28/07/2025
"La beauté ne réside pas dans une taille, dans un nombre, mais dans l acceptation de soi".
"Ça m'a fait passer du 38 au 46", dit-elle avec une simplicité frappante, comme si cette déclaration n'était qu'une simple observation, mais en réalité, chaque mot résonne avec la vérité d'une expérience de vie qu'elle ne cache plus. Michèle Bernier, l'humoriste au rire éclatant et à la parole sans filtre, n'a jamais hésité à lever le voile sur les aspects les plus intimes de son existence. À 68 ans, elle partage son parcours, ses douleurs, et surtout, sa réconciliation avec un corps qui a changé au fil des années, un corps qui a porté les marques du temps, des épreuves et de ses luttes personnelles. Ce n’est pas un simple numéro sur la balance qu’elle évoque, mais une question profonde de liberté et de réappropriation.
La ménopause, ce passage souvent effacé, invisible, a été pour elle un tournant. D'un 38, la comédienne s’est retrouvée en 46, une transformation qui n'a rien d'anodin. Ce changement, bien loin d’être une fatalité qu’elle aurait dû accepter dans l'ombre de la honte, elle l’a vécu comme une libération, une manière de dire "je suis moi", au-delà de ce qu’on attendait d'elle. Mais ce n'était pas qu'une simple évolution physique. C'était aussi un cheminement intérieur, une prise de conscience que le bien-être n'est pas une question de taille de vêtements ni de kilos. "Le bonheur n’a rien à voir avec ce qui est sur la balance", explique-t-elle, une phrase qui sonne comme un manifeste contre les pressions sociales.

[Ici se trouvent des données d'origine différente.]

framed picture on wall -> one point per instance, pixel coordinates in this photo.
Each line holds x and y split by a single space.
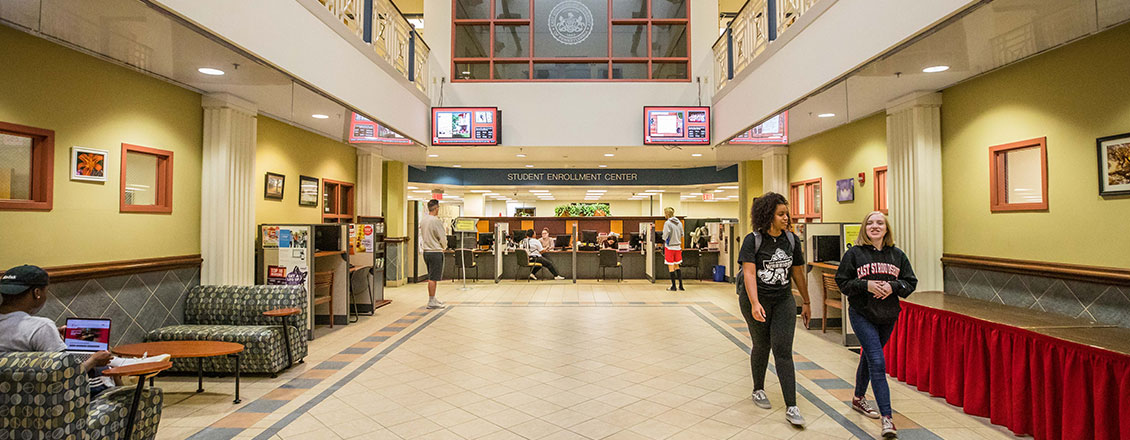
272 186
1114 165
307 190
845 190
88 164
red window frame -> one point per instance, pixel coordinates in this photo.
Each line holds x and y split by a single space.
530 60
342 210
809 188
43 158
998 184
880 189
164 191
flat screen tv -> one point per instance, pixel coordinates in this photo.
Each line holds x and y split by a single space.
466 126
676 126
364 130
773 131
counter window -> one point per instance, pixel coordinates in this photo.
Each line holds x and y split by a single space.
147 180
26 158
337 201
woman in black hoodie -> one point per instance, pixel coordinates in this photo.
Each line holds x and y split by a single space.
874 274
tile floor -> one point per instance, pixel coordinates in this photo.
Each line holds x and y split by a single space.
548 360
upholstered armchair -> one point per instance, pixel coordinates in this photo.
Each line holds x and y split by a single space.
45 396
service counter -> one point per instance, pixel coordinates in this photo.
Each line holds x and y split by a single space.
588 266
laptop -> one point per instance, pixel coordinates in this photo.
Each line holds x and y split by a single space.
85 336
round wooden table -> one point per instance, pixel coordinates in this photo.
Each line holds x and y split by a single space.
140 370
188 348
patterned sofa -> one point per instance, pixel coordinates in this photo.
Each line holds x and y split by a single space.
235 315
45 396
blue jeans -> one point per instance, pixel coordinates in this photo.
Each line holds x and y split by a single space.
872 368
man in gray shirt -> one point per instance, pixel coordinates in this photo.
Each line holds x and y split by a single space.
433 238
23 292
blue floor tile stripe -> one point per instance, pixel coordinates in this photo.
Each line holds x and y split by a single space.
321 396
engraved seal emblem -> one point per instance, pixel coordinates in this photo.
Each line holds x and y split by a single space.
571 23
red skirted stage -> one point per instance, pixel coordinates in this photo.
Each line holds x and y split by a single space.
1028 382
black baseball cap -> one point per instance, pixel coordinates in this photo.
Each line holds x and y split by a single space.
19 278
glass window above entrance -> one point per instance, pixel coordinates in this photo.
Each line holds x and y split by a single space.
571 40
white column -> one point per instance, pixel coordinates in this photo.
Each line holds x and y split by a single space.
775 171
227 204
474 205
368 183
914 182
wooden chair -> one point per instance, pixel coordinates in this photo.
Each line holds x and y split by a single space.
837 302
610 258
523 261
323 281
464 259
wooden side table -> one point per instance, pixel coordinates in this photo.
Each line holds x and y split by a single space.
141 370
281 313
188 348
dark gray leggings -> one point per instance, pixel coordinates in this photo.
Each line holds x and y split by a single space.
775 333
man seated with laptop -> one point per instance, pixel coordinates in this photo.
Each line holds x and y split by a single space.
23 293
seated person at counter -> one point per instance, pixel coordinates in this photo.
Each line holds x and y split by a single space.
533 247
547 242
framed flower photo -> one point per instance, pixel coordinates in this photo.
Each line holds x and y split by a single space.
1114 165
307 190
272 186
88 164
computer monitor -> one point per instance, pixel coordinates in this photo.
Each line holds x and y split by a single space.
827 248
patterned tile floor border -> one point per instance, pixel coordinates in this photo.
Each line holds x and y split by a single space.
243 419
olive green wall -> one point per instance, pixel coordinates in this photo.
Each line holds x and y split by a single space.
285 149
842 153
96 104
1071 96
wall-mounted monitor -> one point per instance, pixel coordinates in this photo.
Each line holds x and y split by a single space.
364 130
466 126
773 131
676 126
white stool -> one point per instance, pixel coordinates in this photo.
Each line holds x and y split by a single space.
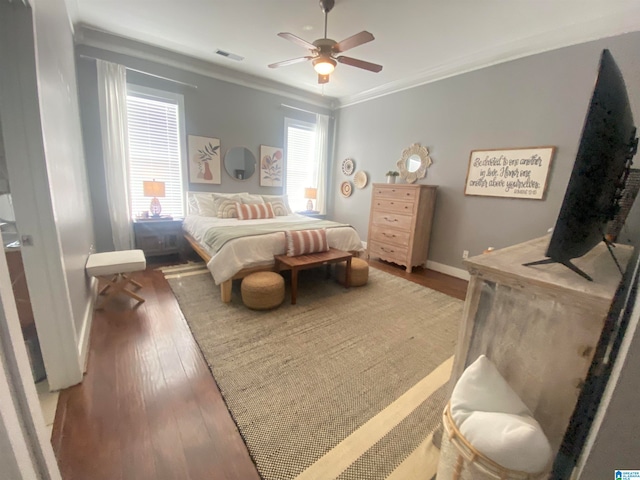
116 265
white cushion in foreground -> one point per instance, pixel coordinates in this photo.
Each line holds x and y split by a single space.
496 422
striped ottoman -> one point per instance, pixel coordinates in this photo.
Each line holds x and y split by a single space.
262 290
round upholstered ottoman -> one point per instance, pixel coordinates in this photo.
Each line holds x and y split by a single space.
262 290
359 272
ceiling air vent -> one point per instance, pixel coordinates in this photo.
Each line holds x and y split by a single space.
231 56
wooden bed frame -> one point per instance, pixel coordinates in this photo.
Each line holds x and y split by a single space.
225 287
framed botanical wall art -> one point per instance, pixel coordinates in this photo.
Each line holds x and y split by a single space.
271 166
204 160
513 173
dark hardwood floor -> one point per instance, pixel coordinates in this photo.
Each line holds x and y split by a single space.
148 407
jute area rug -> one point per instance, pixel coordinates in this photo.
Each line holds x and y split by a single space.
327 388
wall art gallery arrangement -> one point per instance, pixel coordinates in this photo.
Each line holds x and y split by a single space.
514 173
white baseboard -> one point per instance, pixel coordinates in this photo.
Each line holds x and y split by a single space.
85 331
449 270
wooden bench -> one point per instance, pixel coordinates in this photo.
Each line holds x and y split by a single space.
303 262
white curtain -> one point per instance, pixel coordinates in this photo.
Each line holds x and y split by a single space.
322 151
112 92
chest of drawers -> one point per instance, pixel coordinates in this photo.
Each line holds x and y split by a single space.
400 223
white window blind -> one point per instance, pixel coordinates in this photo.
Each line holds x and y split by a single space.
154 151
302 165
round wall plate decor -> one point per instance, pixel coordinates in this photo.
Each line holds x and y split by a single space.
346 189
360 179
348 166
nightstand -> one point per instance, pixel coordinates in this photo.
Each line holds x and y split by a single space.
158 237
313 214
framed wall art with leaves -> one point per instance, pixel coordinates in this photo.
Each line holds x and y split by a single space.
204 160
271 166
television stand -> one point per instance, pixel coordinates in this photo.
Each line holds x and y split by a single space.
575 269
567 264
539 326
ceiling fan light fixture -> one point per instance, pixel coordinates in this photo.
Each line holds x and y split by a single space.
324 65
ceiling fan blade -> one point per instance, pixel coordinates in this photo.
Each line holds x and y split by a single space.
298 40
353 41
284 63
354 62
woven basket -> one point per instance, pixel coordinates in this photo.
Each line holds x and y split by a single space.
359 272
459 460
262 290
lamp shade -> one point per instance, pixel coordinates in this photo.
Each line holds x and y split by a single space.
153 189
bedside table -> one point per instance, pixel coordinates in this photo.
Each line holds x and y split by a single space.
313 214
158 237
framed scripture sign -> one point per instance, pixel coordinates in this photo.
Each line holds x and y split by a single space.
514 173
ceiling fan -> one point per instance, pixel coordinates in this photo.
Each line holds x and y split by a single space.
324 50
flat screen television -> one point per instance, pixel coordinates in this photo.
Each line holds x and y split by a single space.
607 145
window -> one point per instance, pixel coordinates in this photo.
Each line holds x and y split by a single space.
302 163
155 152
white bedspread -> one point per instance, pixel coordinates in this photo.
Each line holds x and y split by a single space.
257 250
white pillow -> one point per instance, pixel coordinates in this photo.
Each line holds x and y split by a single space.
493 418
513 441
482 387
275 198
249 199
205 204
218 198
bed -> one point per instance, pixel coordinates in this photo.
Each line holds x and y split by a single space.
234 248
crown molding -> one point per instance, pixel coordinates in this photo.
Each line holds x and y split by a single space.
88 36
615 24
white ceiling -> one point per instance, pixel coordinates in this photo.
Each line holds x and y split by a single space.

Et pourtant, ces pressions, elle les connaît bien. Ces diktats de la minceur qui infusent dans la société, influencent les regards, façonnent les opinions, sont des monstres invisibles mais omniprésents. Michèle l’a vécue et en parle sans détour. Les années ont forgé en elle une résilience qui dépasse les jugements. "C’est un vrai racisme", dit-elle à propos de la culpabilisation incessante que subissent celles et ceux dont les corps échappent à la norme imposée. Un racisme invisible, un rejet qui fait mal sans que l’on ose en parler, un poids invisible qu’elle porte depuis trop longtemps.
Mais ce qu'elle porte surtout, c'est une volonté de changer les mentalités. Son combat dépasse les frontières de son propre corps. Il touche à l’intime de chacun, au respect de soi-même, à l'acceptation de la différence. Michèle parle aussi de Charlotte, sa fille, qui a dû faire face, elle aussi, à la cruauté des regards extérieurs. Elle raconte l’expérience douloureuse de sa fille face à la grossophobie, cette violence insidieuse qui frappe aussi bien les adultes que les enfants. "J’ai eu tellement mal pour Charlotte", confie-t-elle. L’injustice qu’elle a vue dans les yeux de sa fille l’a poussée à prendre la parole, à faire entendre cette voix qui dit stop à la souffrance infligée par une image préfabriquée du bonheur.
Dans un monde où les réseaux sociaux amplifient cette quête insatiable de perfection, Michèle Bernier refuse de se laisser engloutir par cette folie. "Ras-le-bol de cette image préfabriquée du bonheur", lance-t-elle, désabusée mais résolue. Car au fond, elle sait que la beauté ne réside pas dans une taille, dans un nombre, mais dans l’acceptation de soi. "Le bien-être des femmes ne dépend pas de leur silhouette", et c’est cette vérité qu’elle veut transmettre. Une vérité qu’elle porte haut et fort, à chaque interview, à chaque émission, à chaque fois qu’elle ose regarder son reflet avec fierté, sans honte, sans regret.